Mientras tanto, el denominado Comité por la Institucionalización Democrática un grupo de la sociedad civil formado por connotadas personalidades del país andino, pidió a la Corte Constitucional que determine las vías para eliminar definitivamente el CPCCS y que sus funciones sean trasladadas a la Función Legislativa a través de un sistema bicameral, pedido al cual cada día se suman más voces y que demandaría al menos una reforma parcial a la Constitución a través de un referéndum.
Según Hidalgo, ese organismo debe desaparecer porque fue creado para concentrar el poder y para posibilitar la institucionalización del autoritarismo y del abuso».

La actual constitución ecuatoriana, impulsada por Correa y sus aliados y aprobada en un referéndum en 2008, establece la existencia de 5 poderes: ejecutivo, legislativo, judicial, electoral y de participación ciudadana y control social, este último representado por el CPCCS, que es el encargado de nombrar a las máximas autoridades de control, entre ellos Fiscal, Contralor, Superintendentes, Corte de Justicia, Consejo Nacional Electoral, Corte Constitucional, Defensor del pueblo.

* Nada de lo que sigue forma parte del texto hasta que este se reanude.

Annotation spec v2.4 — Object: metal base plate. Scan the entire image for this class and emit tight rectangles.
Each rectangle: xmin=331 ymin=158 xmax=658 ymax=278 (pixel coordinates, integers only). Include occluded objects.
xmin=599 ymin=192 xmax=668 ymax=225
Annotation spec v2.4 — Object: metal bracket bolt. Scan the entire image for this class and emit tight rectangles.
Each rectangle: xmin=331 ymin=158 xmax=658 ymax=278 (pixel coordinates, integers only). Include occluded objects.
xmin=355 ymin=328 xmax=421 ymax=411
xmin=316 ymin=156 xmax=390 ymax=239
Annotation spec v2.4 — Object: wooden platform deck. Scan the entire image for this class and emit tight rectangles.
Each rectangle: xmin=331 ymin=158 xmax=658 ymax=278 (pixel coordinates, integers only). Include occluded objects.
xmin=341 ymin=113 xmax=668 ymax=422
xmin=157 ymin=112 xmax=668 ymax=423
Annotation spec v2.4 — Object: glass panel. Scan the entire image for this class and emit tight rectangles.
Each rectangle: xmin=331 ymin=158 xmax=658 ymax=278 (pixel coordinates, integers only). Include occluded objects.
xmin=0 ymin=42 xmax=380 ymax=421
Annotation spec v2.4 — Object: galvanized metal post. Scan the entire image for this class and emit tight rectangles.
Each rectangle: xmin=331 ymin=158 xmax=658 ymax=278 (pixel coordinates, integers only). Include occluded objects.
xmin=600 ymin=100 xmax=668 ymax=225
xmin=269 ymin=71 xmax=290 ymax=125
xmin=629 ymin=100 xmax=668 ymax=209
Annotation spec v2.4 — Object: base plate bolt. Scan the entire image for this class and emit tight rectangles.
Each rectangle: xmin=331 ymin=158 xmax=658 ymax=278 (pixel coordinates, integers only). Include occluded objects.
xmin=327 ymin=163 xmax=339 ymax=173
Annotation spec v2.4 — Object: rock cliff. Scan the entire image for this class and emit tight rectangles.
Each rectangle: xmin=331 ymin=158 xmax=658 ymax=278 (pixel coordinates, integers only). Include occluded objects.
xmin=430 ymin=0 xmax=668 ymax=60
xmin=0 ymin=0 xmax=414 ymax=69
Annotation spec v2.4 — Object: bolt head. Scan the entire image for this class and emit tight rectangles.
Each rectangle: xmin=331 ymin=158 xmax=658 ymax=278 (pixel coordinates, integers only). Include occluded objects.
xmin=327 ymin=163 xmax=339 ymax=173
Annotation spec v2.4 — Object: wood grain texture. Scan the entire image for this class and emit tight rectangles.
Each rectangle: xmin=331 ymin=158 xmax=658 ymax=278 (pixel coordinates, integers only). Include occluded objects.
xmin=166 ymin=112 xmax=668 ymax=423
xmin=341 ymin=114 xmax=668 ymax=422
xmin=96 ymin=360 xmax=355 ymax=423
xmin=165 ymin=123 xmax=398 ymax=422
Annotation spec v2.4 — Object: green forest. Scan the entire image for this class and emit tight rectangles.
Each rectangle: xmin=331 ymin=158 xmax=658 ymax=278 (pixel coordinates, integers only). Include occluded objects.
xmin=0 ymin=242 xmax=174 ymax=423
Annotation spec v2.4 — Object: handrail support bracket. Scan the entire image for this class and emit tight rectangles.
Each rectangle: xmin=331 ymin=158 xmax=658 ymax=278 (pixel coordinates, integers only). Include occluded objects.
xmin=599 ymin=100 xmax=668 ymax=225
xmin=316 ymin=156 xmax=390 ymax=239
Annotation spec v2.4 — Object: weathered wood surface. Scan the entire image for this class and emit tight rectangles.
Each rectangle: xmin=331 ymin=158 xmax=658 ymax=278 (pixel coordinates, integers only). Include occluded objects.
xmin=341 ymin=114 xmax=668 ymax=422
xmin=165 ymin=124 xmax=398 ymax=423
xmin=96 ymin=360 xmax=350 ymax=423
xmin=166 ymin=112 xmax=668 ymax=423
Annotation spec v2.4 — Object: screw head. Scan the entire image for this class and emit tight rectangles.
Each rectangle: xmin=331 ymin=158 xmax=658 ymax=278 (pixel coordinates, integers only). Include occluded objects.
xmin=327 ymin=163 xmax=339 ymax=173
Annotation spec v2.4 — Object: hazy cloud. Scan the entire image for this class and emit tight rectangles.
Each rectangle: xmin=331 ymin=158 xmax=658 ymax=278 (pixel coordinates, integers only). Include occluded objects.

Los críticos de Correa aseguran que en su Gobierno él logró controlar a todas las funciones del Estado y a través del CPCCS también a las autoridades de control, por lo cual este organismo es clave para el correísmo.

«El CPCCS nació con el proyecto del gobierno de Correa y ubicó en puestos claves a personas muy cercanas al gobierno: Contraloría, Fiscalía, Consejo Electoral, Consejo de la Judicatura (órgano administrativo de la Función Judicial) para así tapar la corrupción y acallar cualquier reclamo«, asegura la legisladora Jeannine Cruz, quien solicitó uno de los juicios políticos. «Hemos heredado un Consejo de Participación lleno de artimañas, corrupción, negligencia», añade.

Si se toma en cuenta que el 2020 es un año electoral pues en 2021 los ecuatorianos elegirán al sucesor del presidente Lenín Moreno, no es difícil prever que todo pueda pasar. Incluso si son destituidos los 4 miembros del CPCCS, sus alternos pueden formar otra mayoría afín a Correa.